At a press conference after the handing down of the verdict on the massacre, family members of some of the 32 slain journalists also expressed a weary kind of joy over finally getting 3 of the 5 principal accused members of the Ampatuan clan convicted.
Fear remained after some of the Ampatuan clan had been acquitted, and with 80 more of the accused still at large.
“Nasa Mindanao lang sila. Nasa Mindanao din kami,” said 26-year old Joseph Decena, son of slain journalist Noel Decena.
(They're in Mindanao. We're also in Mindanao.)

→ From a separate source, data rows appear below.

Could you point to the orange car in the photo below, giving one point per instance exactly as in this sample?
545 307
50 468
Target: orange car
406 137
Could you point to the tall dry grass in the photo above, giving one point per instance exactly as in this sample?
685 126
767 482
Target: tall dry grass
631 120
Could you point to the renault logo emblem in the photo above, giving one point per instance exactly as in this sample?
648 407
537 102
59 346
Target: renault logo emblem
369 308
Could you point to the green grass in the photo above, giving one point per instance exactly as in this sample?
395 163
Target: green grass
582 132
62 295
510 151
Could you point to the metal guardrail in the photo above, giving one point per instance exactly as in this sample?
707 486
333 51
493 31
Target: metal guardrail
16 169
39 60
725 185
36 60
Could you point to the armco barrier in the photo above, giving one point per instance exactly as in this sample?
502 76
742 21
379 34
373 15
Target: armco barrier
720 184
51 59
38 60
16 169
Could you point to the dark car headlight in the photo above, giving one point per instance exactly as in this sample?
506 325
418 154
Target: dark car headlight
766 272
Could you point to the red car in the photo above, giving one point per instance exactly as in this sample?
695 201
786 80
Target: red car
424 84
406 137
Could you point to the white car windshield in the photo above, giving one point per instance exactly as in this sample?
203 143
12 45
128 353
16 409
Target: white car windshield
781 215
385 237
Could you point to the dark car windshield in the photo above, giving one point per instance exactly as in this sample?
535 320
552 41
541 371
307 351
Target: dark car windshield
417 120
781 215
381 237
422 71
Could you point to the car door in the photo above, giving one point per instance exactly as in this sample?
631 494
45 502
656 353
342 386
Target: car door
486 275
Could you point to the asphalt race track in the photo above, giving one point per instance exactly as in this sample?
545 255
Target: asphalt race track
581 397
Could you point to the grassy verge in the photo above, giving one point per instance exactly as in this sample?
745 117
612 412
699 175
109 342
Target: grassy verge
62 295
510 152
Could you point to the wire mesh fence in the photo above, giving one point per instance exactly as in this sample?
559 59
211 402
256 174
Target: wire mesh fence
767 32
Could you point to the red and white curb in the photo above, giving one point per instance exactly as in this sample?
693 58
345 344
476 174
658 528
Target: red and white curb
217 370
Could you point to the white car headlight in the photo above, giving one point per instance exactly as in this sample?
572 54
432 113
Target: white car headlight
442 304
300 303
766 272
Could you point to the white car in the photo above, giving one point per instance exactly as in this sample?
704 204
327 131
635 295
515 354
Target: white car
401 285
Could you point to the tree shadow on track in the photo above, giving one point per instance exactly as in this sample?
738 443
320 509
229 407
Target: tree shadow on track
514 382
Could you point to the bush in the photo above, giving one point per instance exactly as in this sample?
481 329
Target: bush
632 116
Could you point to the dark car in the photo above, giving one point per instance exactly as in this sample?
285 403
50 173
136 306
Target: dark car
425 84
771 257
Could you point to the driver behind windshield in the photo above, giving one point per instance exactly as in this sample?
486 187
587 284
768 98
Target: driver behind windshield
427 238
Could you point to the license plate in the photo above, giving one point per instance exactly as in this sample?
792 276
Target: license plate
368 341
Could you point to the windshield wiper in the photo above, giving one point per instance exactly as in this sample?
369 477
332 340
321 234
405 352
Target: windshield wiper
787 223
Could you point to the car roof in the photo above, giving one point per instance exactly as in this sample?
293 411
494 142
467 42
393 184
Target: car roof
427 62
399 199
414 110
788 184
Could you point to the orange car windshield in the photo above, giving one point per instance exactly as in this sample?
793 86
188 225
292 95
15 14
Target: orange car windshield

The families said authorities must expedite the search for the remaining 80, and also to keep an eye on those acquitted, who still supposedly enjoyed power and influence in the area.
Community of journalists
Kin of the slain journalists also thanked the community of newsmen who supported them in their now decade-long ordeal, especially the National Union of Journalists of the Philippines (NUJP).
NUJP Chair Nonoy Espina emphasized that the victory was only partial, because those who were responsible for the massacre were actors of the state in different capacities - from elected officials to police personnel.
Rachel Pastores, who was part of the prosecution panel, however said Thursday’s verdict was still a major victory, and a demonstration that ordinary folk could bring down a powerful clan for their abuses.
One left behind
Grace Morales, wife of slain Rosell Morales and sister of slain Maritess Cablitas, expressed pain for the family of Reynaldo Momay - the journalist who was said to have been part of the convoy, but whose body was never found.
Momay was named the 58th victim, but in Thursday's verdict, the accused were only convicted of 57 counts of murder.
Maria Reynafe Momay - presently in the United States - sent a message to the group which they read to the audience:
“I need justice for my dad. Kung hindi kumpleto ang numero, hindi kumpleto ang hustisya (If the number's not complete, justice also isn't).”